Under ideal conditions, a point source will look like an Airy pattern -- a central bright circle, surrounded by a series of increasingly fainter circles. This pattern is caused by Fraunhofer diffraction by the aperture of the telescope. The distance between the center of the bright circle and the first dark ring of the Airy pattern is the resolution of the telescope, known as the Rayleigh criterion. The value of the Rayleigh criterion is

θ (radians) = 1.22 &lambda / D


θ (arcseconds) = 206265 × 1.22 λ / D

where θ is the angular distance, &lambda is the wavelength of the light you're observing, and D is the diameter of the telescope. For visible light (average wavelength of 5000 angstroms) and a 1-meter telescope, the theoretical resolution is about a tenth of an arcsecond.

If you've ever used a telescope, even one much smaller than one meter in size, you probably know the resolution doesn't come close to that. This is because the Earth's atmosphere is a soggy, blustery, turbulent mess of eddies and currents. These disturbances in the atmosphere change its refractive index as functions of time *and* location, which wind up blurring any starlight passing through the air. Seeing is the observed resolution limit for a given observation, a quantity that changes from site to site, telescope to telescope, and night to night. When astronomers discuss the quality of a given observation, seeing is one of the quantities they state.

In practice, seeing is usually limited to no better than half an arcsecond, regardless of the size of your telescope. This means that the smallest details you can make out in a large telescope are about half an arcsecond across. This is quite a nuisance if, for example, you're trying to observe both stars in a close binary star system, looking for extrasolar planets, or trying to study the morphologies of galaxies halfway across the universe. If two points were closer together than about half an arcsecond, they would be blurred together into a single, amorphous blob. For major observatories, "sub-arcsecond" seeing is considered good, and seeing of 0.5 arcseconds or less is generally considered superb.

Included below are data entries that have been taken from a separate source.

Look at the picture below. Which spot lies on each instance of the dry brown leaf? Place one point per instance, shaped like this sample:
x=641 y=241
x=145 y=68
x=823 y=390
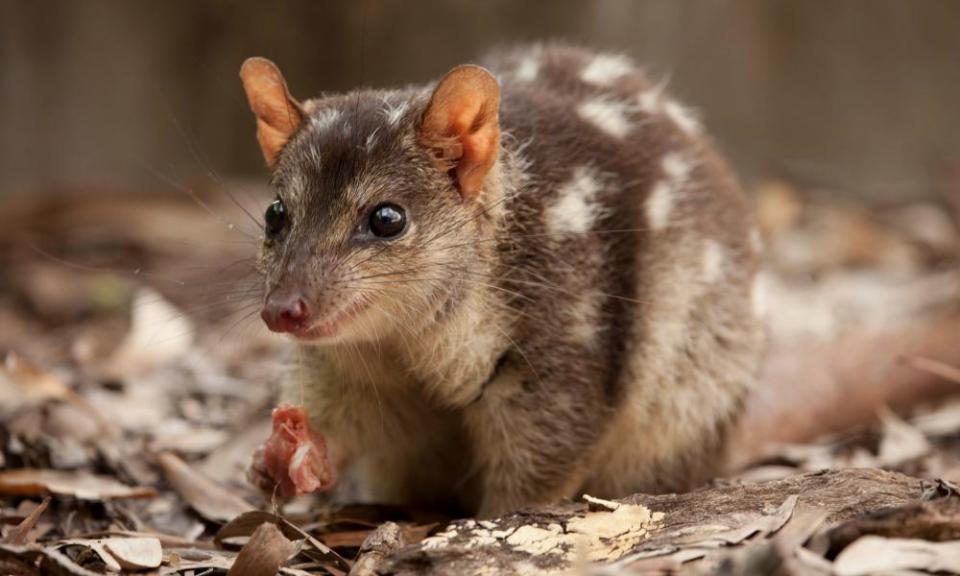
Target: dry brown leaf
x=246 y=523
x=79 y=484
x=874 y=554
x=19 y=534
x=24 y=384
x=212 y=501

You can get partly around this by placing telescopes on top of high mountains like Mauna Kea, or Cerro Tololo, because you are putting the telescope above a large mass of air that light would otherwise have to pass through. But even then, seeing can still vary from hour to hour, night to night, and season to season, depending upon the state of the upper atmosphere. Another way around it is to try and measure the distortions of the light caused by turbulence in the atmosphere, and then adjust the optics of your telescope to cancel them out in real time. This technique is called adaptive optics, and it has been used in some of the larger observatories around the world for the past decade.

The ultimate way to avoid seeing problems altogether is of course to put the telescope outside of the Earth's atmosphere. The Hubble Space Telescope has nearly diffraction-limited resolution (about 0.02 arcseconds with a 2.5-meter mirror). As a result, it has produced some of the finest optical images in history. Of course, it cost 100 times more than a ground-based observatory, but who's counting?